While equilibrium procedures can typically arbitrarily generate any of the infinite numbers of path volume variants, assignment procedures that satisfy the requirements of proportionality always load the paths as in variant 3, i.e., with the same proportions.
In general, the conditions for proportionality are met when demand is equally shared across alternative segments of equal impedance, independently of the origin or destination zone as well as their transportation system.
This is illustrated by the extended example in Image 89, now with 500 trips each between zones 2 and 3, and 2 and 4. Again, the image shows balanced link volumes.
Image 89: Extended example for the proportionality with balanced link volumes
Even though the route distributions to the paths within an origin zone show consistent shares, this does not apply to the paths of different origin zones.

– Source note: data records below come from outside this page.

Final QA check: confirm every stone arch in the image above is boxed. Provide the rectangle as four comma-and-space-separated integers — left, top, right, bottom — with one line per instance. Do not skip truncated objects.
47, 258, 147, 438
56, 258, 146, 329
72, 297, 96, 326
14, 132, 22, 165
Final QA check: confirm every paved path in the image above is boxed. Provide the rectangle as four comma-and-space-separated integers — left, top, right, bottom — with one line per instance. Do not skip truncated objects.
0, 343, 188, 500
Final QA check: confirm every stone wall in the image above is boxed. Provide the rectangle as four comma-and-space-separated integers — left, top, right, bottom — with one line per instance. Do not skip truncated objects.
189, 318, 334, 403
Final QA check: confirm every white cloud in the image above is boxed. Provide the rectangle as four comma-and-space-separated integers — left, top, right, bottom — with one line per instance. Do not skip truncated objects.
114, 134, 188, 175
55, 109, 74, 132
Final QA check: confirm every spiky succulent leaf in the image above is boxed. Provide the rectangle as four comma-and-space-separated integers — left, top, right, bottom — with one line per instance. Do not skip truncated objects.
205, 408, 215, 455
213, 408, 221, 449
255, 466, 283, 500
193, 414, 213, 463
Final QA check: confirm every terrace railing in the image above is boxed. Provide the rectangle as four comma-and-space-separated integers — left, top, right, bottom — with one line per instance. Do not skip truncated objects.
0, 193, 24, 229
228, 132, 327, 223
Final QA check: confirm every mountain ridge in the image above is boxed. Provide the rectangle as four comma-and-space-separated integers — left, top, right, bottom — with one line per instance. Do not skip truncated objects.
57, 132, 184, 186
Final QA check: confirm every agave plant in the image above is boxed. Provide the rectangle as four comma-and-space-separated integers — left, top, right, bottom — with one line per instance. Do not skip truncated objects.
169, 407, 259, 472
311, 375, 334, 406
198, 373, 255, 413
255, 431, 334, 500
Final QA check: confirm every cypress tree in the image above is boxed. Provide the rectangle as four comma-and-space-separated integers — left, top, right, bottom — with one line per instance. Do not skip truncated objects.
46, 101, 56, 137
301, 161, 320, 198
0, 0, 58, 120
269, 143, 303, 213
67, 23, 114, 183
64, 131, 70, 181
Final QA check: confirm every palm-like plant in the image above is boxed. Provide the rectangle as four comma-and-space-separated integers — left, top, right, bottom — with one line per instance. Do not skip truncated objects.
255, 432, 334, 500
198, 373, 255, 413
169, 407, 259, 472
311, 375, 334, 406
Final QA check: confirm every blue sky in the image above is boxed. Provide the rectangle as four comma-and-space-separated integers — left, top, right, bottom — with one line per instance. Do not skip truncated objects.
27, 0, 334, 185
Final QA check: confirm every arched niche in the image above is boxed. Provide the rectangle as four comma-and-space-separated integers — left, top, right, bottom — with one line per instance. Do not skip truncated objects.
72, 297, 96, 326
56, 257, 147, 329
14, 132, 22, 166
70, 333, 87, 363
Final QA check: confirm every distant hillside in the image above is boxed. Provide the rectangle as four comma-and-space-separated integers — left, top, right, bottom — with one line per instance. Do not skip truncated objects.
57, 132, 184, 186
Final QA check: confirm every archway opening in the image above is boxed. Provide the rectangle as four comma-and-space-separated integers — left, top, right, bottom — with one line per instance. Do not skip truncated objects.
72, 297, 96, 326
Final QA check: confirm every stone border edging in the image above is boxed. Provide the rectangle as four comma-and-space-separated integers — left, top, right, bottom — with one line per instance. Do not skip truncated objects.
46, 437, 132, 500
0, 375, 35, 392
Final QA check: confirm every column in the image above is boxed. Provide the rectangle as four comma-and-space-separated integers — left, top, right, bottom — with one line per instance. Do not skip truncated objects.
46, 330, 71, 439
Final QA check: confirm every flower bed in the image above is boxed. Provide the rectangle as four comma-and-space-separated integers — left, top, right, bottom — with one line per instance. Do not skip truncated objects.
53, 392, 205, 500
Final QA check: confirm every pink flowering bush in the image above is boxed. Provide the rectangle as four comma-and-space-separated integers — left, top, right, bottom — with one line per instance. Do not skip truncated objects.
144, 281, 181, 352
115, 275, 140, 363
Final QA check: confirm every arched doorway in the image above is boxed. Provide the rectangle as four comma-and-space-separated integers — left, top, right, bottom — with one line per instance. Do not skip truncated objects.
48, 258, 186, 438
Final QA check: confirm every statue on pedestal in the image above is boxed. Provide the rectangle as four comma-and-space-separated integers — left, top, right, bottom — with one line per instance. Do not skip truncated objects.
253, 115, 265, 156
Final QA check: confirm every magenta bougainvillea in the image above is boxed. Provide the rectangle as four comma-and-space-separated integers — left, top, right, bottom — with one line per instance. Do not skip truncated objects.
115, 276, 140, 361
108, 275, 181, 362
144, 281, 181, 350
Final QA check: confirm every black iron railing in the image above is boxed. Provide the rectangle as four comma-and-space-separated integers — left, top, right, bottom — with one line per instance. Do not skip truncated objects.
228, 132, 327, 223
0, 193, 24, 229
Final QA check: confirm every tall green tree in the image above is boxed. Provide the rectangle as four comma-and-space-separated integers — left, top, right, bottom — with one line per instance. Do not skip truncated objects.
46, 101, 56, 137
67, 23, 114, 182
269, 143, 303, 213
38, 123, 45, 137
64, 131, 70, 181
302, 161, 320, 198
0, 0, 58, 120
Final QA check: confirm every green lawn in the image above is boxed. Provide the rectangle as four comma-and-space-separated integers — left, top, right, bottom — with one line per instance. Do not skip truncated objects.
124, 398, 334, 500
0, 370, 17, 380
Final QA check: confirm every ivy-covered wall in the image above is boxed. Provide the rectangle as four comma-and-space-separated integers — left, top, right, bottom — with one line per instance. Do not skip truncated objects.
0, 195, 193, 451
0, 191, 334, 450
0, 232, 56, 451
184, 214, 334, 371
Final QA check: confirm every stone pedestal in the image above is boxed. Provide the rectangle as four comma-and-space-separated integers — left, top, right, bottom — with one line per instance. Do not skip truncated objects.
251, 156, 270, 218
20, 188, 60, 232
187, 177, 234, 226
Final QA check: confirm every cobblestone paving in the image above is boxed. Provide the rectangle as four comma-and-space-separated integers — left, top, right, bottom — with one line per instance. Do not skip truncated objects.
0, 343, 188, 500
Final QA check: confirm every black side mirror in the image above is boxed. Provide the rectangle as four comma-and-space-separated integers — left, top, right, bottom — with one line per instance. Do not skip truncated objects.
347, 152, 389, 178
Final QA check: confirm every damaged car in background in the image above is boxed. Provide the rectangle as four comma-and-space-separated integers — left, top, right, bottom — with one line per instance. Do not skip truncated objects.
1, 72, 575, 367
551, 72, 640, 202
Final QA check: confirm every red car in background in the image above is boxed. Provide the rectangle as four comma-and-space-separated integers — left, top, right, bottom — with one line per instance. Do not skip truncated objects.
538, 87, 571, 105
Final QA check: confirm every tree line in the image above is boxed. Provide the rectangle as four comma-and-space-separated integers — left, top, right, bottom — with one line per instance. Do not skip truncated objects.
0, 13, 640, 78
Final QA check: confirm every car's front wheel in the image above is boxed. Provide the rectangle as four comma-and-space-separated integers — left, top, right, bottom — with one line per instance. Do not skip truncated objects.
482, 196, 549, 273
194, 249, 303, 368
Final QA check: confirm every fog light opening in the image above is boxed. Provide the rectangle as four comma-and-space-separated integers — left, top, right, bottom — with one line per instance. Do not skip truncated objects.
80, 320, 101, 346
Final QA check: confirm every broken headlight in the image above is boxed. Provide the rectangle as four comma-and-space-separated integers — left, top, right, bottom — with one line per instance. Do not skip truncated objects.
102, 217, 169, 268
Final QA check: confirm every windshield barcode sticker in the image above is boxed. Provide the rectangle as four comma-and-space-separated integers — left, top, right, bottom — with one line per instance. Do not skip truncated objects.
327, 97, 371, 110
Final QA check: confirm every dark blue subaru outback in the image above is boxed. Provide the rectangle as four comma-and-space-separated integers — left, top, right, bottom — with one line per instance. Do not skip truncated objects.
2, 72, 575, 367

Again various volume variants can be generated:
|
Volume |
Variant 1 |
Variant 2 |
Variant 3 |
|
1 - x - 3 |
200 |
500 |
250 |
|
1 - y - 3 |
300 |
0 |
250 |
|
1 - x - 4 |
200 |
500 |
250 |
|
1 - y - 4 |
300 |
0 |
250 |
|
2 - x - 3 |
300 |
0 |
250 |
|
2 - y - 3 |
200 |
500 |
250 |
|
2 - x - 4 |
300 |
0 |
250 |
|
2 - y - 4 |
200 |
500 |
250 |
For the same reason as above, variant 3 is the preferable variant, since there is no need for unequal loading of the routes.
Proportionality is supported in Visum in the following assignment procedures:
-
Bi-conjugate Frank-Wolfe (BFW) by default
-
LUCE optional
The option for LUCE can be selected in the procedure parameters since with this method the determination of alternative segments and the optimization of the route distribution requires additional computing time to a significant extent. For reliable detection of whether a pair of alternative segments is in equilibrium, the assignment itself should have been completed with a gap of 10-6 or better. In this case, the optimization of the route distribution will additionally take another 20% - 50% of the run time of LUCE.
The optimization of the route distribution is highly recommended if route volumes shall be analyzed or used in further computations. This applies to the following operations:
- Matrix estimation though TFlowFuzzy
- Flow bundles (especially flow matrix analyses)
- Blocking back model
But if primarily link-related assignment results are required (volumes, travel times), then optimization is not required, since this would not improve the given results.